原來他是一直在擔心這個,白小玲臉上掛著笑,笑得合不攏嘴。
“我聽有經驗的人說,女人生孩子,也只是第一胎非常疼而已。再說了,我都生了一個了,我是個有經驗的人。你看母雞多麼勇敢,對於母雞來說,生蛋就是生孩子,然而它還每天保持生一個。我不能比它差。”
沈琮青被她逗笑了,這是他這麼長時間以來,第一次笑。
恐怕能把自己和母雞對比的人,只有她一個了。
她見他笑了,她心中的一塊大石頭也落下了。
不知從什麼時候開始,他臉上的笑就消失了。又能重新看見他笑,真好。
“那好,小玲什麼時候想要孩子,為夫什麼時候奉陪。”
說得好像她很期望與他造人一樣,她是女人,臉皮子薄的好不好?
“好。”
兩人已是到了將軍府,沈琮青將白小玲送到北苑,他道:“你早些休息,我要進宮了。”
“等等。那個那個你不是說要將南詔烽帶來將軍府喝酒嗎?他是南詔的陛下,若是被皇上發現他在將軍府,會不會對你不好?”
他嘴角上揚,“我也只是這般與他說說客套話而已,南詔烽被吳順帶走,可是吳順並不會將他帶到將軍府,吳順將他安排在一個地方,等到適當的時機,我會親自去見他。東黎與南詔的事情,必須要快些解決。”
“嗯!其實南詔烽這個人吧!他並不壞,他也沒有欺負過我,你能不能不到萬不得已的時候,不要殺他?”
畢竟今晚他下的命令,是殺。
她也知道,對敵人的仁慈就是對自己的心狠。
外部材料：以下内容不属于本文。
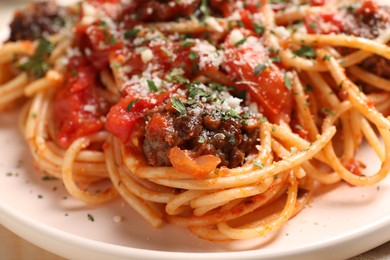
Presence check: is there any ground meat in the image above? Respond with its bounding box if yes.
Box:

而且南詔烽死了,對於東黎來說,是一件大好事。
但是她雖然與南詔烽短短接觸過幾次,但是南詔烽給她影響真不差,而且他還是她老鄉的老相好,他就這麼被殺了,的確挺可惜。
“小玲,你放心。”
他吩咐完這些,便出了南苑,吳順已是回來了,他對沈琮青點了點頭,表示一切事情都已經妥當。
他對吳順道:“把將軍府的防禦再加強兩倍。”
然後他就出去了。
竟然還有人能從他的將軍府將人帶出去,這還了得。
沈琮青走了沒多久,左傾也回來了,她到了白小玲的房中,將她前後看了一個仔細,直到確認她沒有絲毫損傷,這才放心。
“夫人,今晚可嚇死我了。”
“有什麼好怕的,不是什麼事情都沒有!”
“夫人,當初你一點不害怕,你是知道將軍會回來?”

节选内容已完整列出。